Like many active health conscious Americans, you’ve probably been working your way towards a more plant based diet already. Your reasons may include health benefits, religious and ethical beliefs, or environmental concerns. "Vegetarian" eating today can range from total avoidance of animal products, to simply going meatless several times a week.

Just a very small percentage of vegetarians (vegans) follow a strict regimen of only plant products. Others eat some animal products - usually dairy products, eggs, or even fish or chicken - at least occasionally. Different types of vegetarians include: lacto-ovovegetarians who eat dairy products and eggs, but exclude animal flesh, lacto-vegetarians who consume dairy products but no eggs or animal flesh, and semi-vegetarians who exclude only red meat. Whichever approach you choose, it's crucial to develop eating habits that will support your performance and your nutritional needs.

BENEFITS OF A VEGETARIAN DIET
The benefits of vegetarian diets are numerous. Overall, vegetarians tend to have lower rates of obesity, heart disease, high blood pressure, adult onset diabetes, osteoporosis, and some forms of cancer - particularly lung cancer and colon cancer. Vegetarian diets tend to be lower in saturated fats and cholesterol, and higher in fiber, vitamins, antioxidants and phytochemicals (plant chemicals). The American Dietetic Association states that adequately planned vegetarian diets are healthy, nutritionally adequate, may prevent certain diseases.

ENOUGH PROTEIN?
Can you really be a vegetarian athlete and get enough protein? Absolutely. While most vegetarian diets include some sources of animal protein, strict vegan diets need to be planned a little more carefully.

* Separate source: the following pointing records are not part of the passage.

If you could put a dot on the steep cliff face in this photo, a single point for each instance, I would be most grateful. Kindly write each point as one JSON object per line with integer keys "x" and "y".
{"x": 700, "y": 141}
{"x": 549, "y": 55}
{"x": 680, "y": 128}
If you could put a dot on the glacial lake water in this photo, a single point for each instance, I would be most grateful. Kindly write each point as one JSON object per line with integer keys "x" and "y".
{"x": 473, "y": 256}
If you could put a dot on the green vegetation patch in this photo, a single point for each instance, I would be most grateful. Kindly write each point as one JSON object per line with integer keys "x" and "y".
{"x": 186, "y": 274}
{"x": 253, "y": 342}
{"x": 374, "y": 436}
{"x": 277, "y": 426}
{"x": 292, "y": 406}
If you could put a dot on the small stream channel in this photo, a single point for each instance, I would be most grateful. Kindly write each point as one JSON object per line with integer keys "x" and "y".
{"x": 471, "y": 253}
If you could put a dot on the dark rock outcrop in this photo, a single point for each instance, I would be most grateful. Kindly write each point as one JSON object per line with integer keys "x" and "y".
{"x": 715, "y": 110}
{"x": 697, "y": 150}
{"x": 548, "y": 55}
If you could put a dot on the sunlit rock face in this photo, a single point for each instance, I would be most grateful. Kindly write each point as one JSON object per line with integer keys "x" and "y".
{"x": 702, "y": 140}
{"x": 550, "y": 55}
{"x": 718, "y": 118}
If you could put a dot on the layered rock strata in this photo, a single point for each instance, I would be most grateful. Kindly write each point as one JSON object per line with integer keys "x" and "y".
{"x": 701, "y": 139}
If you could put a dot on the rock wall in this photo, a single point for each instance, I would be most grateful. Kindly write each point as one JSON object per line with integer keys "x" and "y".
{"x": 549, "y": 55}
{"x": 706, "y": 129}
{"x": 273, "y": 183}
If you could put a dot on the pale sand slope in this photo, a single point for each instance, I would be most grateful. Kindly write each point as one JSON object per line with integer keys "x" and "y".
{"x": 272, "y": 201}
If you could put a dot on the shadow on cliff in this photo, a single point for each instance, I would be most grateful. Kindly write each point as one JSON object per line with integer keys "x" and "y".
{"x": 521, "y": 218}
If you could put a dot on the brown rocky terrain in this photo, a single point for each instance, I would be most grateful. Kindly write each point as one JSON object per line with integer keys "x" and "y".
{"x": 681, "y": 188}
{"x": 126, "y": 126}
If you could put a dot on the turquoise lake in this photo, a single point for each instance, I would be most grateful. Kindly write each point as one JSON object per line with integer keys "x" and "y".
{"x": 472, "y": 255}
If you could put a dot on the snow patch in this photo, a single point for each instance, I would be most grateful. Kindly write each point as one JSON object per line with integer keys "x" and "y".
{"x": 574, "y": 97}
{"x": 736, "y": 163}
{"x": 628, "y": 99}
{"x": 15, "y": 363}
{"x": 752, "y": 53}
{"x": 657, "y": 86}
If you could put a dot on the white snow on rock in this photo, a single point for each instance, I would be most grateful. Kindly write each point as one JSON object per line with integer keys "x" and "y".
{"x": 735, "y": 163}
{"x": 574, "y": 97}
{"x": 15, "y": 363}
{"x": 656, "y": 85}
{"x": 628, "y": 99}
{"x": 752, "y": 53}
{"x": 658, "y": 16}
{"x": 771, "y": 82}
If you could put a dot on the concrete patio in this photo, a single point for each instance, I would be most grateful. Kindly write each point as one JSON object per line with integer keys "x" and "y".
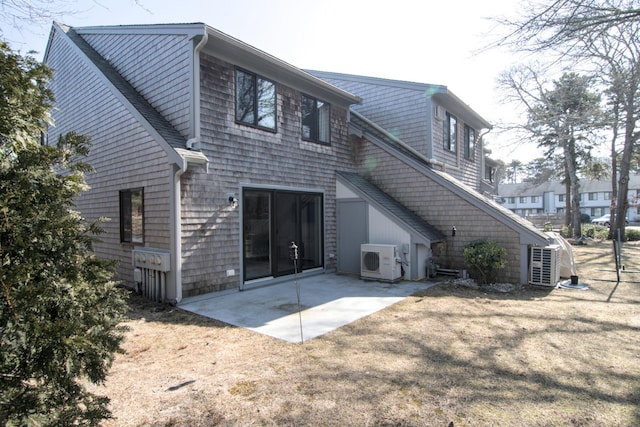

Protein is required for building and maintaining muscles, as well as repairing the muscle damage that occurs during training. Protein is also needed to make red blood cells, produce hormones, and boost your immune system. The body’s need for protein can be met by eating either animal or plant-based sources of protein from a wide variety of foods. If your diet includes fish, chicken, eggs, milk or dairy products, getting adequate protein won't be a problem. These animal sources provide all the essential amino acids (the building blocks of protein) you need to make new proteins for the body. However, plant sources of protein (grains, beans, nuts and seeds) have insufficient amounts of one or more of the essential amino acids. That's where combining proteins comes in.

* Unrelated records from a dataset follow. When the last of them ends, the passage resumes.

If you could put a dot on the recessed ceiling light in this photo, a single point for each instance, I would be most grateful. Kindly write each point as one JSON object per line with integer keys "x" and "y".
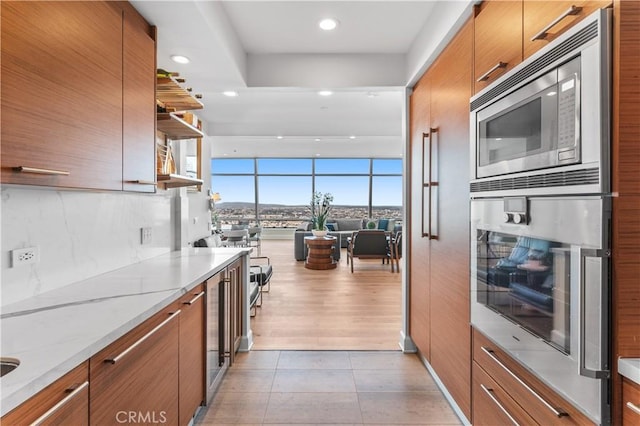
{"x": 328, "y": 24}
{"x": 180, "y": 59}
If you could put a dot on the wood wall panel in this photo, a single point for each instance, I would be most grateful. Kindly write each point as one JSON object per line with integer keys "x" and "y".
{"x": 626, "y": 183}
{"x": 418, "y": 245}
{"x": 449, "y": 254}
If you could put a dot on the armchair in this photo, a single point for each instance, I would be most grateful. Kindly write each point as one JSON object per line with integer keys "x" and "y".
{"x": 369, "y": 244}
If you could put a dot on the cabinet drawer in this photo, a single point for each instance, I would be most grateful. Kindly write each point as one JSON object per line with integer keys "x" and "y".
{"x": 135, "y": 378}
{"x": 631, "y": 403}
{"x": 540, "y": 401}
{"x": 492, "y": 405}
{"x": 66, "y": 401}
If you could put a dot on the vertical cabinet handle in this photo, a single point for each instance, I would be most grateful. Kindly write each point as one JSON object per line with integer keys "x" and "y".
{"x": 496, "y": 67}
{"x": 192, "y": 301}
{"x": 60, "y": 404}
{"x": 489, "y": 392}
{"x": 433, "y": 185}
{"x": 573, "y": 10}
{"x": 519, "y": 380}
{"x": 142, "y": 339}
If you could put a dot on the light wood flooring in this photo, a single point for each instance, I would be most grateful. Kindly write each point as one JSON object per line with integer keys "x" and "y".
{"x": 327, "y": 310}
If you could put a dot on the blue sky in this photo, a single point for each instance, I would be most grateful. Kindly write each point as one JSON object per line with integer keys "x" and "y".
{"x": 296, "y": 190}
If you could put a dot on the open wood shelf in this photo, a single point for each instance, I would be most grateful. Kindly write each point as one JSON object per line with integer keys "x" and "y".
{"x": 177, "y": 181}
{"x": 176, "y": 128}
{"x": 172, "y": 96}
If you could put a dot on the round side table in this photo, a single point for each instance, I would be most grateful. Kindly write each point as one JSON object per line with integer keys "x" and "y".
{"x": 320, "y": 250}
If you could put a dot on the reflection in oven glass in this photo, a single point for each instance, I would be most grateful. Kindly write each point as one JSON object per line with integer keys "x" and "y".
{"x": 527, "y": 280}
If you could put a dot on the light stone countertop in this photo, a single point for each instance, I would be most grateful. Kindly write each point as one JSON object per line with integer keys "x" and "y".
{"x": 56, "y": 331}
{"x": 630, "y": 368}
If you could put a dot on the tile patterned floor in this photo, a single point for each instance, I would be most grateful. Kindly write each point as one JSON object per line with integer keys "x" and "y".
{"x": 328, "y": 387}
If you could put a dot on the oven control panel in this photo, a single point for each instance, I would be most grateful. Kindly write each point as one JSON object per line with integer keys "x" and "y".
{"x": 516, "y": 210}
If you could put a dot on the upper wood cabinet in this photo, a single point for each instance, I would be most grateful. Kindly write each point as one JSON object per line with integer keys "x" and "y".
{"x": 139, "y": 111}
{"x": 62, "y": 94}
{"x": 64, "y": 100}
{"x": 497, "y": 40}
{"x": 543, "y": 22}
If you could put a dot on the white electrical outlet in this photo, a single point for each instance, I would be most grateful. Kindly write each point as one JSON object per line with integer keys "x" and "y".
{"x": 145, "y": 235}
{"x": 25, "y": 256}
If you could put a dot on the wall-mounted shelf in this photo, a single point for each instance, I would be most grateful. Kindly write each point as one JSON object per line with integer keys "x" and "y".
{"x": 176, "y": 128}
{"x": 177, "y": 181}
{"x": 174, "y": 97}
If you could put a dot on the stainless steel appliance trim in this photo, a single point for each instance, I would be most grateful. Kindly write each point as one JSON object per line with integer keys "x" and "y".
{"x": 60, "y": 404}
{"x": 584, "y": 371}
{"x": 142, "y": 339}
{"x": 573, "y": 10}
{"x": 491, "y": 354}
{"x": 489, "y": 393}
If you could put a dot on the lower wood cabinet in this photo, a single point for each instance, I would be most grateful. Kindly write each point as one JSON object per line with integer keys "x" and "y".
{"x": 518, "y": 396}
{"x": 134, "y": 380}
{"x": 631, "y": 401}
{"x": 191, "y": 354}
{"x": 66, "y": 401}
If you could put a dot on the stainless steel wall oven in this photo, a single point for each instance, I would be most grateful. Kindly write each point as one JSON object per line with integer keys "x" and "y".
{"x": 541, "y": 214}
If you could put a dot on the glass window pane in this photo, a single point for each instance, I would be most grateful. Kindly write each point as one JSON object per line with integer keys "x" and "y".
{"x": 284, "y": 166}
{"x": 387, "y": 166}
{"x": 284, "y": 200}
{"x": 232, "y": 165}
{"x": 387, "y": 197}
{"x": 342, "y": 166}
{"x": 237, "y": 195}
{"x": 350, "y": 195}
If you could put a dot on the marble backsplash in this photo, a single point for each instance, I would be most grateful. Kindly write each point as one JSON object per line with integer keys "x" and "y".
{"x": 79, "y": 234}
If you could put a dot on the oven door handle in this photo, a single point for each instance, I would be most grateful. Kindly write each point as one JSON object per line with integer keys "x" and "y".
{"x": 584, "y": 254}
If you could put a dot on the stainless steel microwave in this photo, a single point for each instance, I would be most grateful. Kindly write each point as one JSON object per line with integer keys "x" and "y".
{"x": 550, "y": 114}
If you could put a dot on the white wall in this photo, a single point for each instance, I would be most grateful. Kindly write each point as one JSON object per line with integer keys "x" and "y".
{"x": 81, "y": 233}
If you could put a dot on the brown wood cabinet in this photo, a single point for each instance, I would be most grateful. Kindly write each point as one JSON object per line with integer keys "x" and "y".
{"x": 497, "y": 40}
{"x": 66, "y": 401}
{"x": 139, "y": 111}
{"x": 191, "y": 355}
{"x": 543, "y": 22}
{"x": 631, "y": 401}
{"x": 539, "y": 401}
{"x": 64, "y": 65}
{"x": 137, "y": 375}
{"x": 439, "y": 293}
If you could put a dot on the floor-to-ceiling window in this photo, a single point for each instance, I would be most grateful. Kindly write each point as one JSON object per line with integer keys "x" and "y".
{"x": 276, "y": 192}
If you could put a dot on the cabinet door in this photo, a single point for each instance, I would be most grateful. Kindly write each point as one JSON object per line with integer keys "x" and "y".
{"x": 66, "y": 401}
{"x": 192, "y": 361}
{"x": 449, "y": 217}
{"x": 137, "y": 375}
{"x": 547, "y": 20}
{"x": 62, "y": 94}
{"x": 139, "y": 115}
{"x": 418, "y": 244}
{"x": 492, "y": 405}
{"x": 497, "y": 40}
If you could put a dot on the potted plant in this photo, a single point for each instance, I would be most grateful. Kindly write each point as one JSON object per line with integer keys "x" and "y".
{"x": 320, "y": 207}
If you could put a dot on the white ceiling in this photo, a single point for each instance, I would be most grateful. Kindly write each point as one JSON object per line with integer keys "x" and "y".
{"x": 276, "y": 57}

To get enough essential amino acids from a vegan diet, you simply have to mix and match food during the day so that foods low in one amino acid are balanced by foods higher in that same amino acid. It is not necessary to combine foods in the same meal. Examples of complete proteins include lentils and rice, peanut butter and whole grain bread, beans and rice, corn tortillas and refried beans, or pea soup and whole grain crackers.

THE JOY OF SOY
Surprisingly, there is one plant that contains complete protein: soybeans. Gram for gram, soybean protein is just as good as milk or meat when it comes to both protein quality and amino-acid profile. In other words, no combining required. Soy is a high-quality plant protein that contains all essential amino acids.

HOW MUCH PROTEIN DO I NEED, ANYWAY?
Most active adults need about 0.5 to 0.75 grams of protein per pound of body weight per day. An serious competitive adult athlete or serious strength trainer requires between 0.6 to 0.9 grams/lb per day. While a dieting athlete requires between 0.7 to 1.0 grams/lb per day. This equals 90 to 125 grams of protein per day for the 140-pound strength trainer and, 120 to 180 grams for the 200-pounder.

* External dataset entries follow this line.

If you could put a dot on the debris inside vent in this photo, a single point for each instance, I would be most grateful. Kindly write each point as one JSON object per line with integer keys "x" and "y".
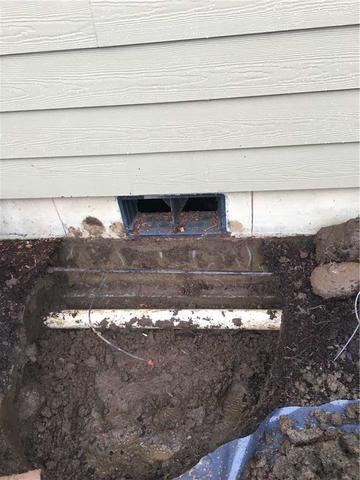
{"x": 173, "y": 215}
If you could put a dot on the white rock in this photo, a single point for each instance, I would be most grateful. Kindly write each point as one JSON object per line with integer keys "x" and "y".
{"x": 335, "y": 279}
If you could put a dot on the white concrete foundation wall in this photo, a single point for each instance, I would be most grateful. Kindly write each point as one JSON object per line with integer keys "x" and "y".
{"x": 276, "y": 213}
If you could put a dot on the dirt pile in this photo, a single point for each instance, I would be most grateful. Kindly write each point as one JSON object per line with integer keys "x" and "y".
{"x": 319, "y": 452}
{"x": 337, "y": 251}
{"x": 119, "y": 419}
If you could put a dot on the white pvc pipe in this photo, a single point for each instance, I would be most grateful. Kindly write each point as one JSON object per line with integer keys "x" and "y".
{"x": 163, "y": 318}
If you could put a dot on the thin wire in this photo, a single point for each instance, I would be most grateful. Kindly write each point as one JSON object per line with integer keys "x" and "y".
{"x": 357, "y": 310}
{"x": 98, "y": 334}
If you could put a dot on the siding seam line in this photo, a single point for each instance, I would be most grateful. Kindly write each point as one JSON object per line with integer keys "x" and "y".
{"x": 93, "y": 24}
{"x": 59, "y": 217}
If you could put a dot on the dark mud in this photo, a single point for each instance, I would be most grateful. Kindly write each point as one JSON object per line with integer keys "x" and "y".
{"x": 318, "y": 452}
{"x": 118, "y": 418}
{"x": 84, "y": 411}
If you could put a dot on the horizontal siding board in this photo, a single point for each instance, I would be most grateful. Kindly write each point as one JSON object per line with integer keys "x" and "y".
{"x": 130, "y": 22}
{"x": 259, "y": 169}
{"x": 288, "y": 62}
{"x": 309, "y": 118}
{"x": 42, "y": 25}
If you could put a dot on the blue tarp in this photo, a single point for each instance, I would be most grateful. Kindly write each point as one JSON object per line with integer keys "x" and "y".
{"x": 229, "y": 461}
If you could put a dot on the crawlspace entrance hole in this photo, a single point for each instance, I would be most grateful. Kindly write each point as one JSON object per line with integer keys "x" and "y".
{"x": 173, "y": 215}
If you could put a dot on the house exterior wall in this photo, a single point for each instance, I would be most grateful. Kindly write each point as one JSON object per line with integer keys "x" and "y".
{"x": 255, "y": 99}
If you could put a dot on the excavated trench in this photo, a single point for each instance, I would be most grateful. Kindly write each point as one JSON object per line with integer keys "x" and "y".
{"x": 85, "y": 410}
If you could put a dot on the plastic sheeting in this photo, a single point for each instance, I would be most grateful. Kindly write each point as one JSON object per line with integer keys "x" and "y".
{"x": 229, "y": 461}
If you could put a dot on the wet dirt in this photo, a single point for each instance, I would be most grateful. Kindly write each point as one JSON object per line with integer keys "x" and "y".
{"x": 84, "y": 411}
{"x": 122, "y": 419}
{"x": 318, "y": 452}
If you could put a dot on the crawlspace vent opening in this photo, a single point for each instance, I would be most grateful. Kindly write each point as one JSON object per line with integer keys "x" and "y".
{"x": 173, "y": 215}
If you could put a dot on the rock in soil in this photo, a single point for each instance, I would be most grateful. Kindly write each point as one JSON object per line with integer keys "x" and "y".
{"x": 338, "y": 243}
{"x": 310, "y": 453}
{"x": 335, "y": 279}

ANIMAL-BASED PROTEIN (Grams):
Meat, Chicken or Fish (3 Oz) 26
Milk, Buttermilk (1 cup) 8-12
Yogurt, Fat Free (1 cup) 9
Cheddar Cheese (1 oz, 1 slice) 7
1 Egg, Whole 5
1 Egg White 3.5

PLANT-BASED PROTEIN (Grams):
Green Giant Harvest Burger 18
Boca Burger 14
Tofu, raw (½ cup) 10
Peanut Butter (2 Tbsp) 9
½ cup beans (cooked) 7
Soy Milk (1 cup) 6
Bagel (1 whole) 6
Pasta (1 cup) 6
Nuts (1 oz) 6
Peas, green 4

ARE VEGETARIAN DIETS ALWAYS HEALTHY?
There's no question that vegetarian diets loaded with vegetables and fruits are as healthy as you can get. Yet, it’s certainly possible to choose an unhealthy vegetarian diet. Vegetarians who eat cheese, whole milk, cake, cookies, chips, ice cream and lots of other high-fat snacks may be getting large quantities of fat, sugar, and processed grains. The key to any healthy diet is to eat a wide variety of foods, including fruits, vegetables, plenty of leafy greens, whole grains, nuts, seeds, and beans.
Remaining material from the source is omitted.